Jerome has some fifty-cent coins and one-dollar coins. He has 3 more one-dollar coins than fifty-cent coins. If he has $13.50, how many one-dollar coins does he have?
To solve this problem, we can use algebraic equations. Let's say Jerome has x fifty-cent coins.
According to the problem, Jerome has 3 more one-dollar coins than fifty-cent coins. So, he has (x + 3) one-dollar coins.
Now, let's calculate the value of Jerome's coins in terms of dollars. The value of x fifty-cent coins is 0.50x dollars, and the value of (x + 3) one-dollar coins is 1 * (x + 3) = (x + 3) dollars.

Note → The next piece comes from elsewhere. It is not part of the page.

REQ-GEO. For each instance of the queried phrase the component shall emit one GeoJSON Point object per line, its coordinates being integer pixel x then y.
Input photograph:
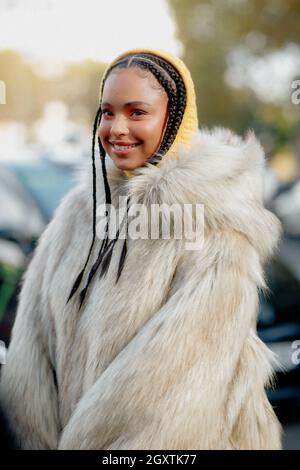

We know that the total value of Jerome's coins is $13.50. So, we can write the equation:
0.50x + (x + 3) = 13.50
Now, let's solve this equation to find the value of x.
0.50x + x + 3 = 13.50
1.50x + 3 = 13.50
1.50x = 13.50 - 3
1.50x = 10.50
x = 10.50 / 1.50
x = 7
Therefore, Jerome has 7 fifty-cent coins.
Now let's find out how many one-dollar coins he has:
(x + 3) = 7 + 3 = 10
Therefore, Jerome has 10 one-dollar coins.